Figure 7: Thyroid cancers with ARID1A, ARID2, or SMARCB1 mutations are resistant to redifferentiation by MAPK pathway inhibitors.

(A) Axial CT (left) and fused ¹²⁴I-PET-CT chest images (middle and right) of 2 thyroid cancer patients (P1 and P2) with RAI-refractory metastatic thyroid cancer treated for 4 weeks with vemurafenib combined with the HER3 monoclonal antibody CDX-3379. Baseline ¹²⁴I-PET-CT was performed prior to drug exposure; On Rx ¹²⁴I-PET-CT was done while on the drug combination. P1 harbored a BRAF^V600E-mutant tall cell variant PTC and showed restoration of ¹²⁴I uptake in previously negative metastatic lesions.

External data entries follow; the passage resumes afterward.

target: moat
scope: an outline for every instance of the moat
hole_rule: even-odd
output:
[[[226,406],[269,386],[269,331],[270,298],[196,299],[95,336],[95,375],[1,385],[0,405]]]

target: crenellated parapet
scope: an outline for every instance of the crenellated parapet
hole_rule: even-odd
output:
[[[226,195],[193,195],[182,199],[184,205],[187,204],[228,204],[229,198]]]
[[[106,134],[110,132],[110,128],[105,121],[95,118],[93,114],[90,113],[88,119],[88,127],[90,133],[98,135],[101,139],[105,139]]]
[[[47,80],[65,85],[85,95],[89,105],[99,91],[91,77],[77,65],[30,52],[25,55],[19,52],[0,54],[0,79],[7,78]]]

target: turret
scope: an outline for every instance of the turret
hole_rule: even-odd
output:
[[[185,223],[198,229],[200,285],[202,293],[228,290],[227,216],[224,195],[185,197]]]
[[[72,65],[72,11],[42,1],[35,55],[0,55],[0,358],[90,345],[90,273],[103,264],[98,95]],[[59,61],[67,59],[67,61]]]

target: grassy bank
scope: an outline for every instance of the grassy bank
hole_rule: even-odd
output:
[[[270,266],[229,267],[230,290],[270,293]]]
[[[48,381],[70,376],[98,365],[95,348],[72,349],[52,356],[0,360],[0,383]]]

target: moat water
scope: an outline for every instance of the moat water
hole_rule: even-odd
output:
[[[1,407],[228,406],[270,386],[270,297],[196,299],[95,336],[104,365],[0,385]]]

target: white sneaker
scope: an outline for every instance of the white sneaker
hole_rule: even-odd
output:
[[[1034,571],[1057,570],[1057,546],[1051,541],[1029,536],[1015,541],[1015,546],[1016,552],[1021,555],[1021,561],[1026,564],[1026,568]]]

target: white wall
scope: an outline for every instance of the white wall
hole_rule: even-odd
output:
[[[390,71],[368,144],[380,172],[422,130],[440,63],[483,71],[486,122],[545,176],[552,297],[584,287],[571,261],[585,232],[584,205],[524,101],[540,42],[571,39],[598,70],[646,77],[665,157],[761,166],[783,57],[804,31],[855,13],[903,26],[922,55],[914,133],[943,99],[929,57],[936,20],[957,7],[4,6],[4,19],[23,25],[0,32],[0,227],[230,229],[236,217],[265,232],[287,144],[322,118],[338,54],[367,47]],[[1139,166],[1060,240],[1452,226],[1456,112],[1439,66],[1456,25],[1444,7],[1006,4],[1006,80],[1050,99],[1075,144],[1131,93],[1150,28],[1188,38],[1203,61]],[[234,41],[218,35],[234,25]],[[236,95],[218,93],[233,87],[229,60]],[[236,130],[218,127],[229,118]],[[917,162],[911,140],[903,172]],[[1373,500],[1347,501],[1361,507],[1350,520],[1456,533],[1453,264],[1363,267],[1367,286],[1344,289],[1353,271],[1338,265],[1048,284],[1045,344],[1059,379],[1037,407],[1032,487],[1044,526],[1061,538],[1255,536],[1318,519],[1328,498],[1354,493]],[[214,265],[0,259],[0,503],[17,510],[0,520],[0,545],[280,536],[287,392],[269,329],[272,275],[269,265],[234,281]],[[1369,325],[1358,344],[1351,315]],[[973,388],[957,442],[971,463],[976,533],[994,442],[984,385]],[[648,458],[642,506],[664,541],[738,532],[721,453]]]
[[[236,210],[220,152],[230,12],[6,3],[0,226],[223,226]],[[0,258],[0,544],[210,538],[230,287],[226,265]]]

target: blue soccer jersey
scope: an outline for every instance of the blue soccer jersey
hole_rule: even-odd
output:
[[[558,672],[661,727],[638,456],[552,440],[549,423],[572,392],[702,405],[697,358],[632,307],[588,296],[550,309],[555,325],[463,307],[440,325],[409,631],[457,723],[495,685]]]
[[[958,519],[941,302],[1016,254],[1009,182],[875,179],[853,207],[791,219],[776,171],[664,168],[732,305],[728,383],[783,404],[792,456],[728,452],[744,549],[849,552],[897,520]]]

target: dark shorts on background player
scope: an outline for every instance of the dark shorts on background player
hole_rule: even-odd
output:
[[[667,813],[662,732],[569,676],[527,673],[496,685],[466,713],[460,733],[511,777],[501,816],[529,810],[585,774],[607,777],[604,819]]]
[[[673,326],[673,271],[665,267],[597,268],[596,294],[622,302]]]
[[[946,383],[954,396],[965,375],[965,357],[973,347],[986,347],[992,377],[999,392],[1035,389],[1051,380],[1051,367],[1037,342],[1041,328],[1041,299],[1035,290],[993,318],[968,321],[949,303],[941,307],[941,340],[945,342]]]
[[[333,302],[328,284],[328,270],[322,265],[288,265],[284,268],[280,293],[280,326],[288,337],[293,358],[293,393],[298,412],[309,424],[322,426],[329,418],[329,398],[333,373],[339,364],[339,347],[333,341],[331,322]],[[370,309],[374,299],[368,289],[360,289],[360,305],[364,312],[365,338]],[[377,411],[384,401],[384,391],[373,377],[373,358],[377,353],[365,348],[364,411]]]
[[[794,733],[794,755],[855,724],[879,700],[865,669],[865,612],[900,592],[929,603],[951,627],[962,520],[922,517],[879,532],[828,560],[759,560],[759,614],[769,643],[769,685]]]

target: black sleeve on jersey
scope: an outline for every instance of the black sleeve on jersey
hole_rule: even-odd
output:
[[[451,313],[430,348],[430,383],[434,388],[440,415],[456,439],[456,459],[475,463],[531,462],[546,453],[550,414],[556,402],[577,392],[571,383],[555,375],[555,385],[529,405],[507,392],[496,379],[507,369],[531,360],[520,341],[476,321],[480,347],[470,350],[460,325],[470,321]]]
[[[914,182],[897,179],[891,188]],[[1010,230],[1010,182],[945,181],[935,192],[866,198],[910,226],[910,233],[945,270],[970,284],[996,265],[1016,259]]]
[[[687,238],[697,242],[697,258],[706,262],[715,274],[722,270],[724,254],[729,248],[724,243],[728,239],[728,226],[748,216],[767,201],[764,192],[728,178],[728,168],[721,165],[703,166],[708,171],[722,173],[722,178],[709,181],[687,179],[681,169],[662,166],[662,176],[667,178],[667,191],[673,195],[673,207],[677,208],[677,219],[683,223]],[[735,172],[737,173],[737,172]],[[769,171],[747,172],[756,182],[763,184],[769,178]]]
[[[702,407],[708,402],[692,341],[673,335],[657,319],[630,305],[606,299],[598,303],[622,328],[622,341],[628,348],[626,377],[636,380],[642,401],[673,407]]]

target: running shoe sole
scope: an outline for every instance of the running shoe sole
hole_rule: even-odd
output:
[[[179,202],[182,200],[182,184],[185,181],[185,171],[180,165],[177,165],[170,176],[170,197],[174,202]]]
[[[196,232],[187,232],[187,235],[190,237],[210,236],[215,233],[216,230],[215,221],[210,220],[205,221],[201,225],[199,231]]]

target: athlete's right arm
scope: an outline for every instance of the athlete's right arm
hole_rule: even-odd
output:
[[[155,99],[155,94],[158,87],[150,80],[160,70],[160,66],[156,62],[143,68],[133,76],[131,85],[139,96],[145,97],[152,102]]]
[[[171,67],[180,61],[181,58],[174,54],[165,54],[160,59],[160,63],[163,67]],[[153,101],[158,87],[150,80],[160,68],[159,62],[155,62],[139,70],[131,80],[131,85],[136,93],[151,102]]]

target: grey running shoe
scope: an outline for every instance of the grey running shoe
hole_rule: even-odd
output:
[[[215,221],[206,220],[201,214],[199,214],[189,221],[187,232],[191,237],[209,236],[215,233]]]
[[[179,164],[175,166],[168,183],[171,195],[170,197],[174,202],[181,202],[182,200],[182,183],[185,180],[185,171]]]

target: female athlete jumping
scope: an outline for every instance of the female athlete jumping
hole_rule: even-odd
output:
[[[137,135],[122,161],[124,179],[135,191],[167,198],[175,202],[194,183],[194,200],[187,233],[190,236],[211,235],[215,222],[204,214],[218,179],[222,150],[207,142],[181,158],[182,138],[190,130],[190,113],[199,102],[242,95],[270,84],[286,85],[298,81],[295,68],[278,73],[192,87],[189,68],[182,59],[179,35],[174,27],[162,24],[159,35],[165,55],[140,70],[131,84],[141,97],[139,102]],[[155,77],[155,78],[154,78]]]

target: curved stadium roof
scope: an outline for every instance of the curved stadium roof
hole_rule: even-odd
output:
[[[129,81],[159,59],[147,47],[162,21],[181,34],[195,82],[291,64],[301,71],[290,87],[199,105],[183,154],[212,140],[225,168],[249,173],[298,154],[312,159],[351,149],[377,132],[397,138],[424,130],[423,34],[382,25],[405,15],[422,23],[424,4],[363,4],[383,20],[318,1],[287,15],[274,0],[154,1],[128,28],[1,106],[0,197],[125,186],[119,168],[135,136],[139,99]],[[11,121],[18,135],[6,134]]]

P2 harbored a BRAF and ARID2-mutant PDTC that failed to incorporate ¹²⁴I after Vem + CDX-3379. (B) Enhanced thyroid differentiation (eTDS) and MAPK output scores in RNAseq of 3 serial biopsies of the index lesions (arrows) in P1 (responder) and P2 (non-responder). Bars represent the eTDS and MAPK scores prior to treatment, on vemurafenib alone, and after adding CDX-3379. (C) Axial CT and fused ¹²⁴I-PET-CT chest images of patients enrolled in a redifferentiation trial with the MEK inhibitor trametinib. P3 harbored a RAS-mutant PTC that showed restoration of ¹²⁴I uptake with trametinib, whereas patients P4 (RAS + ARID1A), P5 and P6 (RAS + SMARCB1) failed to enhance ¹²⁴I uptake on trametinib. (D) Model depicting loss of chromatin accessibility at thyroid lineage genes and resistance to MAPK inhibitor-based redifferentiation in BRAF^V600E-mutant thyroid cancers with SWI/SNF loss.